Trump sued the town of Palm Beach, Florida. in 2006 for $10 million after he was cited for violating zoning codes by flying a too-big (for non-patriots) American flag over his club, Mar-a-Lago. The lawsuit claimed “a smaller flag and pole on Mar-a-Lago’s property would be lost given its massive size, look silly instead of make a statement, and most importantly would fail to appropriately express the magnitude of Donald J. Trump’s and the Club’s members’ patriotism,” according to the Associated Press. Trump promised any damages awarded to him would be donated to Iraq war veterans. In 2007, Trump and the town settled. The Tampa Bay Times reported the town dropped the fines, and Trump donated $100,000 “to various charities for veterans of the war in Iraq, the American flag or veterans’ hospitals.”
In 2011, Trump sued Scotland.
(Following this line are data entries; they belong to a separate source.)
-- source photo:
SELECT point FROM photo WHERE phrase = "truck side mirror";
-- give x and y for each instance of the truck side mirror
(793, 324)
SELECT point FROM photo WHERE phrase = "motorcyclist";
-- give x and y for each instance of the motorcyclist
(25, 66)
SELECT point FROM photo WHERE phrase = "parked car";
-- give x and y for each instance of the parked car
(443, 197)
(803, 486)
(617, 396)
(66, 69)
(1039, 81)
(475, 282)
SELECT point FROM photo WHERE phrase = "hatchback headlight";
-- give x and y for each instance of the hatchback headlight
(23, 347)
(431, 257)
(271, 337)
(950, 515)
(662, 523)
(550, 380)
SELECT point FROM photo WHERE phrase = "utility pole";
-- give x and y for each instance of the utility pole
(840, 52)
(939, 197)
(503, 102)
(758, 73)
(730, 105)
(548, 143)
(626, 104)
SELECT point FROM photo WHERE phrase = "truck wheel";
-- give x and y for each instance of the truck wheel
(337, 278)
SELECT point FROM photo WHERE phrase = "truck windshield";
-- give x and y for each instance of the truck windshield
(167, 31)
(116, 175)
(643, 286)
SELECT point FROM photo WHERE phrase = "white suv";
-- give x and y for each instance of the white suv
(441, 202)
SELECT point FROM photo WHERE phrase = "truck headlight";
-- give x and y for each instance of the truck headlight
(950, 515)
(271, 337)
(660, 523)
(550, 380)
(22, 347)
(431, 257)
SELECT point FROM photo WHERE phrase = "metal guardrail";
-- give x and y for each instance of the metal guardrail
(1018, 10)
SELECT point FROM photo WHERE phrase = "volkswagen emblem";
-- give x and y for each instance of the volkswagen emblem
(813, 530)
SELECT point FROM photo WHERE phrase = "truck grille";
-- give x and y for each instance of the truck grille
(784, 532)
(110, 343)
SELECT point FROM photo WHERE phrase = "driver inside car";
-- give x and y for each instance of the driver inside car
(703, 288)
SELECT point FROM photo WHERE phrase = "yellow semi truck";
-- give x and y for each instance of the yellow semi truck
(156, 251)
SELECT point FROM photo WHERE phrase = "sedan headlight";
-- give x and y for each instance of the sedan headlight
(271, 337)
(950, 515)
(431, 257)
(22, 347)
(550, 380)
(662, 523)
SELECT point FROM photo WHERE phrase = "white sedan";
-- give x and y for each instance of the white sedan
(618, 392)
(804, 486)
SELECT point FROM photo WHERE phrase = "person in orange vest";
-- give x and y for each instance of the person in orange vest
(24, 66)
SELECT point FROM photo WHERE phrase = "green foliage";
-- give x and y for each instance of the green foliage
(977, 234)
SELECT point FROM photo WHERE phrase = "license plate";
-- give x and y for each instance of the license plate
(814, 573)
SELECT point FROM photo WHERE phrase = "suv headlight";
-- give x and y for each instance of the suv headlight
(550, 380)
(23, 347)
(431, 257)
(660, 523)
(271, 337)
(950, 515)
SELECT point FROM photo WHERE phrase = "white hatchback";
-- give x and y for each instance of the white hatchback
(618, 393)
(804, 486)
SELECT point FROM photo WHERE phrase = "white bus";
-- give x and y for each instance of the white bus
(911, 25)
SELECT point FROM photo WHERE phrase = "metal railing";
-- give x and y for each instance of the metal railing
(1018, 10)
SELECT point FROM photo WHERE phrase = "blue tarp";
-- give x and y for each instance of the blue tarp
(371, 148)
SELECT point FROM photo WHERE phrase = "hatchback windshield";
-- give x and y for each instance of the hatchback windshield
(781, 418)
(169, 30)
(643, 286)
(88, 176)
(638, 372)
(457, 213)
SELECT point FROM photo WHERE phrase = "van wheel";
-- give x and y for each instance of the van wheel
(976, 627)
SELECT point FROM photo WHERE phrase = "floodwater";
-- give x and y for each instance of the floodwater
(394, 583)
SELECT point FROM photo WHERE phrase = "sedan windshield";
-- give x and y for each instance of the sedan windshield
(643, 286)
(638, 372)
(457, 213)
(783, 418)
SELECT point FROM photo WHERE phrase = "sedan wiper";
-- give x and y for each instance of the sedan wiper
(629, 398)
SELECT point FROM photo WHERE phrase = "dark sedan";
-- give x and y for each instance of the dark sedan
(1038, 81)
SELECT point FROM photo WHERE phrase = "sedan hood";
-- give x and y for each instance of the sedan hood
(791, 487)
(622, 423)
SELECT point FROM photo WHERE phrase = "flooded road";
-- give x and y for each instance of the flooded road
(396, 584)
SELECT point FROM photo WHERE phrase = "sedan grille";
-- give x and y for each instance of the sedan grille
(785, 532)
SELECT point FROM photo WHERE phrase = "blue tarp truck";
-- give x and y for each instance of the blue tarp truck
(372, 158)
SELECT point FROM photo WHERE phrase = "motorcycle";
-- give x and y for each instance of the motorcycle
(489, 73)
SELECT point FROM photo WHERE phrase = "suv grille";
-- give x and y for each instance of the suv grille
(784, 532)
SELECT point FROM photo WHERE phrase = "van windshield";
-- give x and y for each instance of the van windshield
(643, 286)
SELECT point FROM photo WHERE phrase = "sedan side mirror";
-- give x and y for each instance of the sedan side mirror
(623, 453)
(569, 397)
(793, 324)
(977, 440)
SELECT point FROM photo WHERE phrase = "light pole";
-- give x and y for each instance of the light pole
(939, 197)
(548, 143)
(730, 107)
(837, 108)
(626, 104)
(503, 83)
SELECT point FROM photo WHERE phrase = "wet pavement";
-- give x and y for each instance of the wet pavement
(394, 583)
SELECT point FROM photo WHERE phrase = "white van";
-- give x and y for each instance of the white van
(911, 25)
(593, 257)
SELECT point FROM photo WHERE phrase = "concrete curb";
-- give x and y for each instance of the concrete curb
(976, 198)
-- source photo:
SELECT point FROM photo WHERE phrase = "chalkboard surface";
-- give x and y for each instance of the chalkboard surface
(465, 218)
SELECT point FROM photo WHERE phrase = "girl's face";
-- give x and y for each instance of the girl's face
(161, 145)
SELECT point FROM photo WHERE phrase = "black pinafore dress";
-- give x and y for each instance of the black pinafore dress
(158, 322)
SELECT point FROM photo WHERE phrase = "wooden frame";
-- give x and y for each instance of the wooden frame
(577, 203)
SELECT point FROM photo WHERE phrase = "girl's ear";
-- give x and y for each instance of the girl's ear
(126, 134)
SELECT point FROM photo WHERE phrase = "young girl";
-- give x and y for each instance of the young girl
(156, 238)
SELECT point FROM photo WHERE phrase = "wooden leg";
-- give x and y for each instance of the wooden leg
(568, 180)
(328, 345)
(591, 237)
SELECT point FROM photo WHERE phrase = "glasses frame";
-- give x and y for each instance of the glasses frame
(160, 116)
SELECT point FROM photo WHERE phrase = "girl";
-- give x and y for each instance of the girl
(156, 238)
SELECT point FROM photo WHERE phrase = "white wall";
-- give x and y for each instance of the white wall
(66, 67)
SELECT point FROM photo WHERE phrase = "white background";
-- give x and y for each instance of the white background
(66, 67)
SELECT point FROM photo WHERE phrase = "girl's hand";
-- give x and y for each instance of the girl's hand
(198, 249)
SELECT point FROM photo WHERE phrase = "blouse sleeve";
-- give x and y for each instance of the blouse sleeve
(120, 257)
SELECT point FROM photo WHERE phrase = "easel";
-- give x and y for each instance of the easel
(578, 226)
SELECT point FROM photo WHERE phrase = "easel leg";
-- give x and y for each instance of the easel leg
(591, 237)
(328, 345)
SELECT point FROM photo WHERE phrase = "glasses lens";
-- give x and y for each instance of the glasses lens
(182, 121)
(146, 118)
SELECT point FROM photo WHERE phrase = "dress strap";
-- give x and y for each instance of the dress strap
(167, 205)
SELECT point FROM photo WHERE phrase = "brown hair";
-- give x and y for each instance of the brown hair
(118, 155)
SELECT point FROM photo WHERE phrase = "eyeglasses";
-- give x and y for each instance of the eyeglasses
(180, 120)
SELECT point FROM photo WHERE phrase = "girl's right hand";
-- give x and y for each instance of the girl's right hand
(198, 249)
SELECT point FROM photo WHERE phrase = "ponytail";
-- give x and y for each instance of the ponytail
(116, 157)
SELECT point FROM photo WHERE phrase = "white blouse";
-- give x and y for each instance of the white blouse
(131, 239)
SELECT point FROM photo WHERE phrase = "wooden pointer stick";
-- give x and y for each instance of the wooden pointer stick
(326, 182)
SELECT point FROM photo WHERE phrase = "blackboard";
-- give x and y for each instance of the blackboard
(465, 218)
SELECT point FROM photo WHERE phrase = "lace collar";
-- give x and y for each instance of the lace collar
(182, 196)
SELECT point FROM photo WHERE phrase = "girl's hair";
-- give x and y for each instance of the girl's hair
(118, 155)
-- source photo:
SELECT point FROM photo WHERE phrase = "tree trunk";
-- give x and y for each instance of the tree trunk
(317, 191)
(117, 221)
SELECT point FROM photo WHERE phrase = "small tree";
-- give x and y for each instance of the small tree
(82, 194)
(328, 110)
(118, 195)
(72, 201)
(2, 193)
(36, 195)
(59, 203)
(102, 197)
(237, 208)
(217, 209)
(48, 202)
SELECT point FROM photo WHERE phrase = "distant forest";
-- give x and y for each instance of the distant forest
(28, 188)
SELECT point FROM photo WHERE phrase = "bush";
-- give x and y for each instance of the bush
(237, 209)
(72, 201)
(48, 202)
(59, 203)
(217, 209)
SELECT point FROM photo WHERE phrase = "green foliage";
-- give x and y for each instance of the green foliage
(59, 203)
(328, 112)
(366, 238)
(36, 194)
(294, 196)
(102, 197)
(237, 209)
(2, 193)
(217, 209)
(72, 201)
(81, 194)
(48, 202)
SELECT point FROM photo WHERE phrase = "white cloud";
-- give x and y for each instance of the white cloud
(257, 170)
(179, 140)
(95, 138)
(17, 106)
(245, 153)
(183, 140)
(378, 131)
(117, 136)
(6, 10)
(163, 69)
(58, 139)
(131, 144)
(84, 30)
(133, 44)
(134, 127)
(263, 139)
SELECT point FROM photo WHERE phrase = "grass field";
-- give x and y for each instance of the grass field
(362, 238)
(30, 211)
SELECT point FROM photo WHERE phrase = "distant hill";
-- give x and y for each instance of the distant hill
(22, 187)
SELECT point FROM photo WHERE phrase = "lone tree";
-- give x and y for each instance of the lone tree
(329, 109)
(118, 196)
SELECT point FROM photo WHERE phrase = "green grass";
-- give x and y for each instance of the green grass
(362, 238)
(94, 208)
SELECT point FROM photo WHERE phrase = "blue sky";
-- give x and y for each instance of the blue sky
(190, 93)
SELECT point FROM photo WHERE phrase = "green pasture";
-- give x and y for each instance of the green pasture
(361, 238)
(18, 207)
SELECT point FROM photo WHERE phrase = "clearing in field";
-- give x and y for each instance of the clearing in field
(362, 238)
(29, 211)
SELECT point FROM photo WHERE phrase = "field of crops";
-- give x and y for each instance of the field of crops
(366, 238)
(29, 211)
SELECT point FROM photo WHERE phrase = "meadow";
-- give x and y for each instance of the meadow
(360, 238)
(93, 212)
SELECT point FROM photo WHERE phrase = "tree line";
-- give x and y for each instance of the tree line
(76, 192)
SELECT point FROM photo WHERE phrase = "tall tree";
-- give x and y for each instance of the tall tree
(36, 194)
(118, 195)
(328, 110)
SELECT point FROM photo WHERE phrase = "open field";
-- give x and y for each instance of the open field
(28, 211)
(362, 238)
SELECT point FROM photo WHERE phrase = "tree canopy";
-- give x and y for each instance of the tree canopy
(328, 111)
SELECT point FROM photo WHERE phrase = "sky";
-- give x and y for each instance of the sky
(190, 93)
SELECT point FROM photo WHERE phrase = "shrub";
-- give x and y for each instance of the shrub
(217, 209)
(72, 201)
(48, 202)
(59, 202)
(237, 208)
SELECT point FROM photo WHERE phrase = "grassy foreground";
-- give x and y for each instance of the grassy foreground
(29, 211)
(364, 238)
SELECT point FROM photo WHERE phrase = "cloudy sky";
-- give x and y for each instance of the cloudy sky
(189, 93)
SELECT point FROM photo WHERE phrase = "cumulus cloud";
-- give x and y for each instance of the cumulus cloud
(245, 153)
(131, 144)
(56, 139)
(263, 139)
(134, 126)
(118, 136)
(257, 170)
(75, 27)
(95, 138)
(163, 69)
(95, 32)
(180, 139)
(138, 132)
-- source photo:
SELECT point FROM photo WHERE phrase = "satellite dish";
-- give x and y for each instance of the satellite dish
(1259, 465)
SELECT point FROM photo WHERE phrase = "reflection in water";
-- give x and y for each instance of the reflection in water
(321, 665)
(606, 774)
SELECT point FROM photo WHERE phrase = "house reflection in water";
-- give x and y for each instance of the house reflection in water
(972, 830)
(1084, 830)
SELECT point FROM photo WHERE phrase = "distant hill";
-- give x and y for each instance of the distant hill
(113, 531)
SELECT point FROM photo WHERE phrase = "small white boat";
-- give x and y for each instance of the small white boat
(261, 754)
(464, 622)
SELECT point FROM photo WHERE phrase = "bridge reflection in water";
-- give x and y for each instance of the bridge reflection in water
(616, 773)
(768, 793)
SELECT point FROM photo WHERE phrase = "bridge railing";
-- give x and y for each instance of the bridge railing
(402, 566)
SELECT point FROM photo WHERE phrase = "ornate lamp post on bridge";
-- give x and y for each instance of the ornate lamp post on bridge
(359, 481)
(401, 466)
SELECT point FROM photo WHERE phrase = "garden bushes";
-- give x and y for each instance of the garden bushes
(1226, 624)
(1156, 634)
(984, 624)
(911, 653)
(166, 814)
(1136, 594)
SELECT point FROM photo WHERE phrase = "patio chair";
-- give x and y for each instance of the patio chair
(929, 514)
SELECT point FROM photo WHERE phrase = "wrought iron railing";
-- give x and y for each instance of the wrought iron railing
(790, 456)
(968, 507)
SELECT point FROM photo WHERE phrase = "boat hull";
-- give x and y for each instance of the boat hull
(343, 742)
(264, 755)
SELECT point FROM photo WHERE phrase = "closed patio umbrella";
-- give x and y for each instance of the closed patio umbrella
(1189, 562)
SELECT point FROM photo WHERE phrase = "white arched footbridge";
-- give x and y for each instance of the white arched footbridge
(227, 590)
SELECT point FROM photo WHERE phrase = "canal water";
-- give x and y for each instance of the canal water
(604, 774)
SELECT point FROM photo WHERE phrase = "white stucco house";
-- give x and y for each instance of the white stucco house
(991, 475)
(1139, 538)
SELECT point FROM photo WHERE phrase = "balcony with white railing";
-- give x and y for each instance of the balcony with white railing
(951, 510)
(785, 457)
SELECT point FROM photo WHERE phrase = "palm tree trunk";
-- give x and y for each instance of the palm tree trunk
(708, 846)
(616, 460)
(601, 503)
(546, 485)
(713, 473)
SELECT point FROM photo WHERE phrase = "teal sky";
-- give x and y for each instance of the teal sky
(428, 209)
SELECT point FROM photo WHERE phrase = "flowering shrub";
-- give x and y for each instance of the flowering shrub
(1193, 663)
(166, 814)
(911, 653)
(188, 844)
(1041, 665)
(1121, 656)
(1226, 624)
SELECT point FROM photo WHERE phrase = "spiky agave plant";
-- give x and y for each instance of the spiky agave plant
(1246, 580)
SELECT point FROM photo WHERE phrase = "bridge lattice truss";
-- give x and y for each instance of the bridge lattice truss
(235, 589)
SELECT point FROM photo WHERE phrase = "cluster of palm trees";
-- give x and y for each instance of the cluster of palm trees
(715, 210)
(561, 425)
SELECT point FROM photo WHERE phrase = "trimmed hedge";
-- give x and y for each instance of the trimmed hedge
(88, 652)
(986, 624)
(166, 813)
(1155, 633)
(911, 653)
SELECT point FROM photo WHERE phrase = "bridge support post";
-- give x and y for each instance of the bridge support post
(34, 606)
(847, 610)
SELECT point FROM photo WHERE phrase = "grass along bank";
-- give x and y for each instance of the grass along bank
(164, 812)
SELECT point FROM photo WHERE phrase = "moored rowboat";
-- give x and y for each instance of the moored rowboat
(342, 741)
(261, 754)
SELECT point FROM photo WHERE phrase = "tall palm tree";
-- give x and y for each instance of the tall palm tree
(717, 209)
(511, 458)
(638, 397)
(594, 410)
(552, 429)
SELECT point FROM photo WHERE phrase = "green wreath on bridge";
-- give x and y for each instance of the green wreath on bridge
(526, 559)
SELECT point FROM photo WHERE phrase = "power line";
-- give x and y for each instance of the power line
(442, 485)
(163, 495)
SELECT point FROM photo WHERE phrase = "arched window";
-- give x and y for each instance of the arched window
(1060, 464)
Trump claimed the government had assured him a planned offshore wind farm would never actually be constructed, and so he built a golf course and made plans for a neighboring hotel. When the wind farm was built, Trump sued the government. He ultimately lost.
Businesses Donald Trump Has Sued
Trump purchased Eastern Air Lines’s shuttle service in 1988 for $365 million and planned to relaunch it as “Trump Shuttle.” But a problem arose—a different company, Trading and Finance Corp. Ltd., was already using the name. In 1989, Trump sued for the rights to the name.
In 2008, Trump sued Crescent Heights Diamond, a real estate developer, because, Trump said, they had licensed his name for a 70-story building in Ramat Gan, near Tel Aviv, and then cut him out of the profits.
In 2011, Trump sued H. Pixel International Trade Ltd., an Israeli company he discovered was using his name and likeness on vodka bottles without his consent. Trump has over 700 trademarks and as of 2011, his name was commercially protected in 80 countries.
In 2014, Trump sued Trump Entertainment Resorts, which he holds a 10 percent stake in, to remove his name from the Trump Taj Mahal and Trump Plaza casinos in Atlantic City, which he said did not live up to his standard of quality.
Misc.
In 2003, Trump announced that he planned to sue the Eastern Pequots, a Native American tribe of less than 1,000 from southeastern Connecticut. Trump claimed he had spent close to $10 million helping to promote the tribe’s brand in exchange for the right to negotiate the tribe’s casino agreements. Ultimately, the tribe selected a different developer to handle their deal, which was the source of Trump’s ire.
Brandy Zadrozny contributed research.